We next obtained Caki‐1 cells transfected with luciferase, which allowed us to utilize in vivo tumorography and were used for the following in vitro and in vivo experiments. To examine the effect of everolimus on mTOR signaling in vitro, western blot analysis was performed on Caki‐1 cell lysate samples. S6 and mTOR phosphorylation were inhibited in a dose‐dependent manner after 48 h of everolimus (20 nmol/L) treatment. In contrast, phosphorylation of S6 and mTOR was not affected by treatment with sunitinib (20 μmol/L) (Fig. 1B). We next examined the effect of sunitinib on phosphorylation of PDGFRβ in vitro. Following everolimus treatment, no effect was observed on the PDGF pathway in Caki‐1 cells; however, sunitinib inhibited the phosphorylation of PDGFRβ stimulated by PDGF‐B, although it did not influence the effect of everolimus on the mTOR pathway (Fig. 1C).

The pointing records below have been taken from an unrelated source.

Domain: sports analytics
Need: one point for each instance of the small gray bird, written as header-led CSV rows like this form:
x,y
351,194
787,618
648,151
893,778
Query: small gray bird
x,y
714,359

Effects of everolimus and sunitinib on the cell proliferation of Caki‐1 cells in cell culture

To assess the effects of everolimus and sunitinib on the growth of Caki‐1 cells in vitro, a cell proliferation assay was conducted. Caki‐1 cells were treated with everolimus (0–1 nmol/L) or sunitinib (0–1 μmol/L) for 72 h. The two drugs exhibited a dose‐dependent growth inhibition of Caki‐1 cells, as shown in Fig. 2A and B. Combination therapy with everolimus and sunitinib also exhibited a dose‐dependent growth inhibition of Caki‐1 cells. Single‐agent treatments using everolimus (0.5 nmol/L) or sunitinib (0.1 μmol/L) did not inhibit the cell proliferation; however, the combination therapy (everolimus; 0.5 nmol/L +  sunitinib; 0.1 μmol/L) was effective for cell growth inhibition (Fig. 2C).

Figure 2.

Figure 2

Growth of Caki‐1 cells following everolimus (A), sunitinib (B), or everolimus + sunitinib treatment (C). Cell growth was inhibited with 1 nmol/L everolimus or 0.5 μmol/L sunitinib as well as by 0.5 nmol/L everolimus +0.1 μmol/L sunitinib.

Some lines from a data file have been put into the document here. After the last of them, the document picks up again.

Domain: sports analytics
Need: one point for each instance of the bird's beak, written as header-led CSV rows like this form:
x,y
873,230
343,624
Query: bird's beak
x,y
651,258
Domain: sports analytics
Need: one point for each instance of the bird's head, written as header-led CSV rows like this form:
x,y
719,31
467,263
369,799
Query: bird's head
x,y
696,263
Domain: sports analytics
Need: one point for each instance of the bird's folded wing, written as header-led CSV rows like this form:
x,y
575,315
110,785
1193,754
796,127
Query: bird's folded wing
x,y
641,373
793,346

Effect of everolimus and sunitinib on Caki‐1 tumor growth in the kidneys of nude mice

We measured the weights of the host body and of orthotopically implanted tumors to evaluate the effects of the molecular target drugs (Table 1). The tumor incidence was 100% in all four treatment groups. Body weights of the mice were measured prior to administration of the drugs and at 14 and 28 days after administration. Body weights were significantly reduced in the control group as compared to the groups treated with drugs. Tumor weights were measured at necroscopy. As compared to the control group, tumor weights were significantly reduced in the treatment groups (Fig. 3B). The tumor weight of the mice treated with sunitinib was much lower than that of the mice treated with everolimus and tumor weight was reduced in the mice treated with both everolimus and sunitinib (Table 2).

Table 1.

Human RCC cell lines and Reagents

Human cell lines
The human colon cancer cell line KM12SM
The human osteosarcoma cell line MG63
The human RCC cell line Caki‐1
ACHN
786‐O
OTU
Reagents
WB IHC IF
Primary antibody Polyclonal rabbit anti‐PDGF‐Rβ 1:50 1:50
Antiphosphorylated PDGF‐Rβ 1:200 1:50
Monoclonal rabbit antimouse mTOR antibody 1:1000
Monoclonal rabbit antiphosphorylated mouse mTOR antibody 1:1000
Monoclonal rabbit antimouse S6 ribosomal protein antibody 1:1000
Monoclonal rabbit antimouse S6 ribosomal protein antibody 1:1000
Monoclonal rabbit antiphosphorylated mouse S6 ribosomal protein antibody 1:1000 1:100
Rat antimouse CD31 1:25
Rabbit anti‐α‐smooth muscle actin 1:50 1:50
Polyclonal rabbit antimouse type I collagen 1:500
Monoclonal mouse antidesmin antibody 1:400

Figure 3.

Figure 3

Effects of everolimus and/or sunitinib on Caki‐1 orthotopically implanted kidney tumors. (A) Macrophotograph of orthotopically implanted kidney tumors. (B) Tumor weights between the various treatment groups.

Table 2.

Results of treatment of Caki‐1 tumors growing in the nude mice

Treatment group Body weight, g median (range) Tumor incidence, n/N Tumor weight, g median (range)
Control 11.7 (9.0–16.0) 10/10 0.35 (0.24–1.26)
Everolimus (1 mg/Kg) 18.5 (14.7–23.3) 8/8 0.24 (0.16–0.55)
Sunitinib (10 mg/Kg) 21.2 (19.6–23.0) 9/9 0.13 (0.08–0.28)
Everolimus (1 mg/Kg) + Sunitinib (10 mg/Kg) 20.8 (18.7–23.2) 10/10 0.10 (0.08–0.19)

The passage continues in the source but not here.